Rispetto alle donne già raccontate dalla Coppola, qui c’è una sorta di decisione iniziale che rende meno mitologica l’esistenza che ne consegue. Maria Antonietta e la piccola Cleo non scelgono la loro vita che subiscono quasi violentemente. Le ragazze di “Bling Ring” vivono un disagio che proviene spesso da scelte e comportamenti sbagliati di altri che ricadono violentemente addosso a loro. Qui, invece, c’è un dolore di una donna che non è stata in grado di decifrare la figura complessa e fragile dell’uomo che le stava accanto. Elvis non poteva amare una persona sola e incominciò presto a portare su di sé le ferite e le cicatrici di una vita al limite spesso non governata da sue scelte.

Dunque la brava Sofia poteva ricostruire la vicenda facendo un percorso diverso, e probabilmente più difficile, evitando di tenere il racconto di Priscilla come struttura portante del suo film. Questa scelta, infatti, ha contaminato il tentativo di tracciare in maniera oggettiva un’esistenza in penombra e di sottolinearne gli aspetti più intimi e profondi. Dalla regista ci si aspettava uno sforzo maggiore che rendesse “Priscilla” un sincero e poetico diario di bordo di una vita inevitabilmente adombrata dalla gigantesca e straripante figura di Elvis Presley.

***

RIVISTO

THE WIFE- VIVERE NELL’OMBRA, di Bjorn Runge (The Wife, Stati Uniti- Regno Unito- Svezia 2017,100 min.).
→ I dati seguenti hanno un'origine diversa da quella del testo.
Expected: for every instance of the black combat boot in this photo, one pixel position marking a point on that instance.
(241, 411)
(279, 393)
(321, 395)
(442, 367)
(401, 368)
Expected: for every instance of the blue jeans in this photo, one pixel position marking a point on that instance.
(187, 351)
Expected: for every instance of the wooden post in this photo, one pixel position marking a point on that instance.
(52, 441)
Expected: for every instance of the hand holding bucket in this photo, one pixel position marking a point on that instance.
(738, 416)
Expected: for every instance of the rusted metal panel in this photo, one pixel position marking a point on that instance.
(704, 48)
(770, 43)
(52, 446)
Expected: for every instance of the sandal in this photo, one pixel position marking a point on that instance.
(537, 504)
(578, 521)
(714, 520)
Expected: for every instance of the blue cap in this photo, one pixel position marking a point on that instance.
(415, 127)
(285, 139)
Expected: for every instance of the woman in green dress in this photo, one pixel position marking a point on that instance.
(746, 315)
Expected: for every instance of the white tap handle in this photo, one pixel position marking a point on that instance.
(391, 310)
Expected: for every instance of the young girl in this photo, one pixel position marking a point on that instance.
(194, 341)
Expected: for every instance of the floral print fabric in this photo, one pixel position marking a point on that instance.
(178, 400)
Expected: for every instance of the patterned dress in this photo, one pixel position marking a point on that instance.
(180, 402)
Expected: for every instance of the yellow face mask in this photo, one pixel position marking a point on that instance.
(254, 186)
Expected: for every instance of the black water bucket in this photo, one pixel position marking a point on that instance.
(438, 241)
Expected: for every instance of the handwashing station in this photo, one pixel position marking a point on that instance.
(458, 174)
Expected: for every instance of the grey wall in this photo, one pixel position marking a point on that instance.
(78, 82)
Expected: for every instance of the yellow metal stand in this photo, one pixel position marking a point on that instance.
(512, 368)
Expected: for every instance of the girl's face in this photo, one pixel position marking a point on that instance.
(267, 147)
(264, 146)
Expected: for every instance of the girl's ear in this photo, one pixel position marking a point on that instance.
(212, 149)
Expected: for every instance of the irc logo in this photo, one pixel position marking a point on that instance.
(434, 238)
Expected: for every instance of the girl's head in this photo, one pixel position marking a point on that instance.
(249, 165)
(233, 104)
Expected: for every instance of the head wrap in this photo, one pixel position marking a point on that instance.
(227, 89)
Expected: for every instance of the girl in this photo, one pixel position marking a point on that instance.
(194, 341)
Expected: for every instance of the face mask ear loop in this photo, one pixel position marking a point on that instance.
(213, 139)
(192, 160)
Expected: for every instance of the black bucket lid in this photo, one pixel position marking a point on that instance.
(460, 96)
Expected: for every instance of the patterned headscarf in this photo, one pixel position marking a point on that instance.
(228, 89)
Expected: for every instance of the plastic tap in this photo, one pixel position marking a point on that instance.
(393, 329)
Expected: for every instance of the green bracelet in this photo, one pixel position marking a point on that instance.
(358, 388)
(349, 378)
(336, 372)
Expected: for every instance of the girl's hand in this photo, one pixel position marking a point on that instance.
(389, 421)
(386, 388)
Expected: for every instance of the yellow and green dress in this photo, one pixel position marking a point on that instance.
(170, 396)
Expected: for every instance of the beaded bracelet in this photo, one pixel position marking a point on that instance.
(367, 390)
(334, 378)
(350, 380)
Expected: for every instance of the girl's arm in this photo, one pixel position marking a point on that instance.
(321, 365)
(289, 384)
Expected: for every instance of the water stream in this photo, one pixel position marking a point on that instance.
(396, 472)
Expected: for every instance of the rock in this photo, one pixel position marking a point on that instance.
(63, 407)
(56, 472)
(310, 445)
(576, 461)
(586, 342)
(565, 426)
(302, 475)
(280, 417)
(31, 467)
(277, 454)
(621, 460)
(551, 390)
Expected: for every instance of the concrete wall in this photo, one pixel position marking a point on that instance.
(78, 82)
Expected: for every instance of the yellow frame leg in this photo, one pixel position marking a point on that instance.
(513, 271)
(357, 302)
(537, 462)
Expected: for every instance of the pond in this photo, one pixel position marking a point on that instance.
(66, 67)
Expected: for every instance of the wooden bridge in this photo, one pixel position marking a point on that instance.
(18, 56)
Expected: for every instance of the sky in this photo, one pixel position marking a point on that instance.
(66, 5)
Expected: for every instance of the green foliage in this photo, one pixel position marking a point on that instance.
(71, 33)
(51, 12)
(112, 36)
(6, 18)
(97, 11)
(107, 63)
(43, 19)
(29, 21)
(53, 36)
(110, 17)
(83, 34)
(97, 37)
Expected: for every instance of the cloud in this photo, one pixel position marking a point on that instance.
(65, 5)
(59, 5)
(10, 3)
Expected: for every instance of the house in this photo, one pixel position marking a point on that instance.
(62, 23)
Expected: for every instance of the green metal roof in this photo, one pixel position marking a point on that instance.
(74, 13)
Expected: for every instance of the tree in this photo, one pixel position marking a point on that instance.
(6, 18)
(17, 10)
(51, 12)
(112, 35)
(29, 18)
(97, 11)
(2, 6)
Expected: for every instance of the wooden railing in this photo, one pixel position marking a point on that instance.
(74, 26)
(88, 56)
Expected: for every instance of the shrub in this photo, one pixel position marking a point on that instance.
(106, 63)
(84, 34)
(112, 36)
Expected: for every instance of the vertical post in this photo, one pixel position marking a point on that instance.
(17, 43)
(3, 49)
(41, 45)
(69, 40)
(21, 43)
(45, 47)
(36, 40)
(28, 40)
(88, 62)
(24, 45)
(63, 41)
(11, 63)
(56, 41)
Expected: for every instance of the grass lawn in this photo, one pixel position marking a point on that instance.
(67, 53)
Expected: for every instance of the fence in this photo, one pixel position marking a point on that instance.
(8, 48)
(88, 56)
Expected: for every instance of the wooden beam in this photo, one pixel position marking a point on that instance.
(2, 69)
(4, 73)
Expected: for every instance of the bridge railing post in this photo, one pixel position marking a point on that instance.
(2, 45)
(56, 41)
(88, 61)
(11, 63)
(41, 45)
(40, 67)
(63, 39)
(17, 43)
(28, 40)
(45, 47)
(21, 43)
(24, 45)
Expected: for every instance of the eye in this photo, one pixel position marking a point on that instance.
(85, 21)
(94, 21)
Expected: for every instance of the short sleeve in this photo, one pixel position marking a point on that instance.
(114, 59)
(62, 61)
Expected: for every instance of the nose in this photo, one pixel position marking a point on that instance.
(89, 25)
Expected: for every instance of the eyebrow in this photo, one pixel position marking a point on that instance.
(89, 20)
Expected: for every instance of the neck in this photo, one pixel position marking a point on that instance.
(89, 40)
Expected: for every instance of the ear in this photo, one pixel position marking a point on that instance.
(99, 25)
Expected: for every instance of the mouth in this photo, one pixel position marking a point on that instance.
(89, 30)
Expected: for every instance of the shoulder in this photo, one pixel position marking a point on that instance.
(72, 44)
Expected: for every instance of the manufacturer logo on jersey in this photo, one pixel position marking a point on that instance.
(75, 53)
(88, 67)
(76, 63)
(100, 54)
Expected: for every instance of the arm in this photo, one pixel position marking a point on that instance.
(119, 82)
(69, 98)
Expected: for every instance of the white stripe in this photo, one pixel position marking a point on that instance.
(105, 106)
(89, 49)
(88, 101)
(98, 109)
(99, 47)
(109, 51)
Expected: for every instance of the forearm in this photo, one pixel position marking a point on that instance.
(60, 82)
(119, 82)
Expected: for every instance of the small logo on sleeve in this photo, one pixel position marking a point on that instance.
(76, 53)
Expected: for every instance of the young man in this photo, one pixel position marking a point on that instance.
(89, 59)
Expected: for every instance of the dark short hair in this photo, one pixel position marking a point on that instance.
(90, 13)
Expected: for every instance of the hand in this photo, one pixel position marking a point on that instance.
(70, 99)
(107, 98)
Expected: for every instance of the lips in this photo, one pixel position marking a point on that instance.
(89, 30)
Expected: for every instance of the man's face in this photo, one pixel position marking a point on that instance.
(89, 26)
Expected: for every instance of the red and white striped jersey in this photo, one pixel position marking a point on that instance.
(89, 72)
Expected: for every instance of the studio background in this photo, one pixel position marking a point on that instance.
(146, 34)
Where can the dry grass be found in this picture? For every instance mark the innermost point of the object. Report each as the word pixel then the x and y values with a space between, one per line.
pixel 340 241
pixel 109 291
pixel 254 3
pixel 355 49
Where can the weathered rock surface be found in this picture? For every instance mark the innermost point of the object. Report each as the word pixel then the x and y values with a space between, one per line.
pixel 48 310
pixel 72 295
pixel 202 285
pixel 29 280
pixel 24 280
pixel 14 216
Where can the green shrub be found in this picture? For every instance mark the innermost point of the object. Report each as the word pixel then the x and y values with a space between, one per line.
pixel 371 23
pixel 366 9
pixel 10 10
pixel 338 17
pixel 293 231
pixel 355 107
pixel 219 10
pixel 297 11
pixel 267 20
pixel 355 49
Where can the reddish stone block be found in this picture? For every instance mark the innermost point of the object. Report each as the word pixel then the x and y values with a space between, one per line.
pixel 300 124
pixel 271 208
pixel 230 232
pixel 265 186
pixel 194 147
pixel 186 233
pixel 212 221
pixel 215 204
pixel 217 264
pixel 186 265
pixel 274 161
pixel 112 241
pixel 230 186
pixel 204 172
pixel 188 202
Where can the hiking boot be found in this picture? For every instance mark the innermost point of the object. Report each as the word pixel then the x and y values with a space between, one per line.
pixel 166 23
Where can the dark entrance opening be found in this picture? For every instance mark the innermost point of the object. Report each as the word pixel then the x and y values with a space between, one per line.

La rivincita delle tante donne che vivono all’ombra di uomini che danno per scontato che le proprie moglie siano soltanto un loro prolungamento del corpo. Un film non retorico e diretto sul potere e la forza immensi che le donne possono avere se si slegano dagli stereotipi che spesso loro stesse alimentano. Una Glenn Close magistrale.